Should you go after the Fortune 500 or the Fortune 5,000,000? At Point Nine we're big fans of the latter. To some degree that's just a personal preference. We don't have expertise in enterprise sales and we just love consumerized, low-touch sales SaaS businesses. Some of the most valuable software companies have been built based on the enterprise sales model (including SAP, probably the most successful high-tech company coming out of Germany in the last 40 years) and maybe that's still possible. It's just not our thing.
Here are a few of the reasons why we like targeting SMBs:
- You need less time and money to get a first version to the market. The lean startup approach doesn't work well for enterprise software as you need to invest much more money into product development and sales.
- When you develop for enterprise clients there's a risk that you become a victim of the law of small numbers: You develop your product based on the requirements of a handful of pilot customers but you don't know if the rest of the market has the same needs. When you target SMBs you'll develop and iterate your product based on the needs of a much bigger sample size.
- The same goes for the sales side: Because you're dealing with small numbers it's easy to draw wrong conclusions. For example, you may think that you have a great CAC/CLTV ratio and all you have to do is hire more salespeople whereas in reality you just had luck with a few good customer wins.
- Customer acquisition is much less sales-driven, which means that you need less capital and that you can grow faster.
- And finally, starting with SMBs doesn't prevent you from going upstream over time. As your product becomes more and more robust and you understand the needs of bigger clients better and better you can target increasingly bigger customers. Much better than doing it the other way round since it's very hard to take an enterprise product and strip down features to make it usable for SMBs.
Horizontal vs. vertical
- The advantage of a vertical product, i.e. a product made for a particular industry, is that you know exactly who your target customers are. That makes it much easier to find out the precise needs of your target customers and also makes your marketing efforts easier. The downside of a vertical product is that your niche might not be very large and you might struggle to expand into other verticals.
- For horizontal products it's usually the other way round: Bigger TAMs, but it may not be obvious who the first adopters of your product are and it's harder to reach potential customers in a targeted way.
Christoph,
ReplyDeleteI believe there is a third approach to the Fortune 500 vs 5,000,000 question for vertical market SaaS.

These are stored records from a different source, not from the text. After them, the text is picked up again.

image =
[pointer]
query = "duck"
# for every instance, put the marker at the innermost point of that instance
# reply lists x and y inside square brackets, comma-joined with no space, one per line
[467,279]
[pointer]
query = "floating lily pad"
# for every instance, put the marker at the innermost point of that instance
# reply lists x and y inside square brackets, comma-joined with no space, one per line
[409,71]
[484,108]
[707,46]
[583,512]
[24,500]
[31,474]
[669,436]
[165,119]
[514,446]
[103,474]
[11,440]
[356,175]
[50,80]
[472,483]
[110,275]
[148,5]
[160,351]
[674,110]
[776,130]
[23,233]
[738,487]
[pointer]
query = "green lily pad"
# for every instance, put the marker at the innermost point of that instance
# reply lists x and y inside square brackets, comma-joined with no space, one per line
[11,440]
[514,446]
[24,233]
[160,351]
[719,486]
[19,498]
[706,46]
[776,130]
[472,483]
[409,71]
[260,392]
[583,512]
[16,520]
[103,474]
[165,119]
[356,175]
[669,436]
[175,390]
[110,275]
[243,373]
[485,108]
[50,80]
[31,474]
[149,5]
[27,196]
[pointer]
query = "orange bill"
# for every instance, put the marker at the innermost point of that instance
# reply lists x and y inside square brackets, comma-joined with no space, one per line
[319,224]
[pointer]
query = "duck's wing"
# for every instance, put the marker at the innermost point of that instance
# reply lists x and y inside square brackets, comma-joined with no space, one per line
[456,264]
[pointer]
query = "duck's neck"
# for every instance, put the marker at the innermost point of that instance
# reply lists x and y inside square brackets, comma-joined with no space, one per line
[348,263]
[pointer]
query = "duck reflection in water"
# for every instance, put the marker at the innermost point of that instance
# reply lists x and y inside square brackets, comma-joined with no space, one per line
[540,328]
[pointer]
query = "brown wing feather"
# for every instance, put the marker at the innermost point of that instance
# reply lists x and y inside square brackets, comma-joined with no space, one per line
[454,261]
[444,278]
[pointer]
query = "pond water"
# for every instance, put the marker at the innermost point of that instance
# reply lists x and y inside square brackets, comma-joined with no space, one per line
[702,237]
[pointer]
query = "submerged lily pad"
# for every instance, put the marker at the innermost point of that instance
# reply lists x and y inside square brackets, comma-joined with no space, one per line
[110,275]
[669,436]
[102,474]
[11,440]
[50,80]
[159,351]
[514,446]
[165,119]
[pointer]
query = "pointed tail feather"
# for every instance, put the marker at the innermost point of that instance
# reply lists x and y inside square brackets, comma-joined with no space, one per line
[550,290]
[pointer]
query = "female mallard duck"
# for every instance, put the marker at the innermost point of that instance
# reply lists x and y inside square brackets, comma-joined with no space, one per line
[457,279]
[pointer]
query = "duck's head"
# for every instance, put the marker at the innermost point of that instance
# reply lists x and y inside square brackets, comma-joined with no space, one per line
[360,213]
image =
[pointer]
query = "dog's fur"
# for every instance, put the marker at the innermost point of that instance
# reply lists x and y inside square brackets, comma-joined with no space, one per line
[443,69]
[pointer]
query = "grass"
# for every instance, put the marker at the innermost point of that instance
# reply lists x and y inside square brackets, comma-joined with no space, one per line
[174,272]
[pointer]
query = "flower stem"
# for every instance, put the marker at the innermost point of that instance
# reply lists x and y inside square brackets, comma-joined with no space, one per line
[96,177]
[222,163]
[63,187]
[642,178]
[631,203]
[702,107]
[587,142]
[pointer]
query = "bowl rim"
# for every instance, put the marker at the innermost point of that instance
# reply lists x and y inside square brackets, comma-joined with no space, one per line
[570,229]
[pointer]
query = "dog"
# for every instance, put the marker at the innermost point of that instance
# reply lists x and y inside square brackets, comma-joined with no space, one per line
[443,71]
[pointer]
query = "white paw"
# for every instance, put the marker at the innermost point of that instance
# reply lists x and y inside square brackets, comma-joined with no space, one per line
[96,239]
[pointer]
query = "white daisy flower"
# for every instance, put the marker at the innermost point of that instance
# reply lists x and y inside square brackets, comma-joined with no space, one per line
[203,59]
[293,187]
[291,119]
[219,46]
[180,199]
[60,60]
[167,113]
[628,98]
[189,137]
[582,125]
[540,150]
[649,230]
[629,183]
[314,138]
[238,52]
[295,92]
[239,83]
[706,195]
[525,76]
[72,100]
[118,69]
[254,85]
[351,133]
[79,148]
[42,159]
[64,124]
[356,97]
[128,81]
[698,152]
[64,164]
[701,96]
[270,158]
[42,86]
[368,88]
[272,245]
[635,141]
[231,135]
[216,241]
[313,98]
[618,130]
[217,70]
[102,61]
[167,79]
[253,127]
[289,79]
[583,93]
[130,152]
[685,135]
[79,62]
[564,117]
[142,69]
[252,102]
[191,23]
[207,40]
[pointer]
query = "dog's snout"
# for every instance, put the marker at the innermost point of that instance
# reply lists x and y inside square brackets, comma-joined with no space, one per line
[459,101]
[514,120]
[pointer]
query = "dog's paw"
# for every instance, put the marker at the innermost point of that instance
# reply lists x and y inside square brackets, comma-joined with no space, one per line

In almost any vertical market that is dominated by big B2B services (in our case energy performance in buildings), there is usually some aspect of manpower scaling problem. This means that the big players are often (at least in part) resellers of contracted out services, because they cannot hire to reach all geographies.
Most SaaS products directly or indirectly automate functionality of value (plug warning - see our demo here http://kwiqly.com/demo ), This allows early traction through heavily serviced support to be built up with the Fortune 500 - they have the budget and expertise to know exactly what they need to replicate, which helps testing hypotheses and justifies that awkward stage of less scalable direct sales and service business.
Then as the product matures, these same companies become reference points for a more homogeneous "one-size-fits-all, low-touch" service that can reach out to the millions of end user clients who are too small to be served by the big market players.
Naturally we have the advantage of being in the space of the virtually untouched Building Energy Intelligence market (Google it to see if you find us) for energy waste which runs represents an annual US$ 1.5 Trillion TAM.
So if you are looking at a vertical service market in a big space and can help with scaling those services, enterprise sales can be the "high maintenance" proving ground that leads to the SME/SMB market and then (who knows) to B2C.
Finally by using enterprise reputation before going to real growth scaling, you overcome major aspects of the "Chasm" on which I agree David Skok is a great contributor.